Por Rubens Figueiredo (*)

Pode haver exceções, mas em regra a origem dos preconceitos não é natural, espontânea, cultural nem mesmo diretamente política. O preconceito é fruto de um interesse ou pressão material, do impulso de reduzir a concorrência e, de certo modo, é um aspecto da disputa pelos recursos escassos: excluídas as mulheres, os nordestinos, os pobres, os negros etc. dos setores mais vantajosos, as chances de quem não é nada disso são maiores. O procedimento pode se manifestar em vários níveis, desde a esfera privada até a ordem dos Estados. Depende da intensidade da disputa.

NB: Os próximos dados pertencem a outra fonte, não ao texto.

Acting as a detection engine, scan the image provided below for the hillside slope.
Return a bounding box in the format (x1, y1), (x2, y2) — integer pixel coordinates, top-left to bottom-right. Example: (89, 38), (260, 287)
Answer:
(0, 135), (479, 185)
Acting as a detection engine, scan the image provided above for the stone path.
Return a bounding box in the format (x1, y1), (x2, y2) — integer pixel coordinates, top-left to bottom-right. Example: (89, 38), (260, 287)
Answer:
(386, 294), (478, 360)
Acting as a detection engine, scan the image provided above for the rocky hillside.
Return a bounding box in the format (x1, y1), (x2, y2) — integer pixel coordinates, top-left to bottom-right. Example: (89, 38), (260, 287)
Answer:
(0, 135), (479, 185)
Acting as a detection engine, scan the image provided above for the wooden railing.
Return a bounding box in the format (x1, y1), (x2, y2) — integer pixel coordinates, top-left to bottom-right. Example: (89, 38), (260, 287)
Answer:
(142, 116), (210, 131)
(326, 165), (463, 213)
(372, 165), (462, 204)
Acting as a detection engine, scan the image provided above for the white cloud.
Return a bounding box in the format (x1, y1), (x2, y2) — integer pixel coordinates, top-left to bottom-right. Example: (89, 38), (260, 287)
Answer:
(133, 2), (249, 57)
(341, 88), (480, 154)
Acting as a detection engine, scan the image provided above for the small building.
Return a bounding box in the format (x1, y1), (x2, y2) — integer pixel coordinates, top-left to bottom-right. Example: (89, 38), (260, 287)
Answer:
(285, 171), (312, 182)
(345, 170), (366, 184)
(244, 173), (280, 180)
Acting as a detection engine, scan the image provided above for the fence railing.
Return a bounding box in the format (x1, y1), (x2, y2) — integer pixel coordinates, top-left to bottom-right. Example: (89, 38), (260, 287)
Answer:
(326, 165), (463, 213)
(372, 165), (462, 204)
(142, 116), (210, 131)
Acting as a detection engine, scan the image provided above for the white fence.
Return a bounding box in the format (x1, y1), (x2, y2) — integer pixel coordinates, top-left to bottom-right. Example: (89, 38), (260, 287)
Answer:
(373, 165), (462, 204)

Alguns preconceitos que mencionei acima são, hoje, em certos casos, combatidos com honras de Estado. Mas há outros que são autorizados e fomentados também com honras de Estado. Prova de que o problema não são os preconceitos ou as injustiças em si, mas sim quem exerce o preconceito e contra quem ele é exercido. O problema não é a moral ou o direito ou a lei, mas quem os exerce e contra quem eles se voltam, tema de fundo, aliás, do romance Ressurreição de Tolstói, por exemplo

Em nosso tempo (falando em grande escala), um dos preconceitos fomentados, sem disfarces e até em tom festivo, é justamente a chamada russofobia. Em filmes, livros, noticiário, histórias em quadrinho, desenhos animados, uma pessoa como eu, por exemplo, desde que nasce, passa décadas sendo doutrinada a desprezar, desconfiar e temer esse povo. Caso contrário, ao identificar-se com eles de alguma forma, a pessoa vai sentir-se ameaçada de também sofrer os danos de que eles são alvo. Quando se trata de alguém que se interessa, com uma afeição especial, pela cultura, arte e história do povo russo, essa pessoa, na melhor hipótese, terá de pagar penitência, deixando claro que as qualidades das obras que ela tanto aprecia constituem ou uma exceção ou, de preferência, representam uma acusação velada, voltada contra o próprio país que, afinal, as engendrou.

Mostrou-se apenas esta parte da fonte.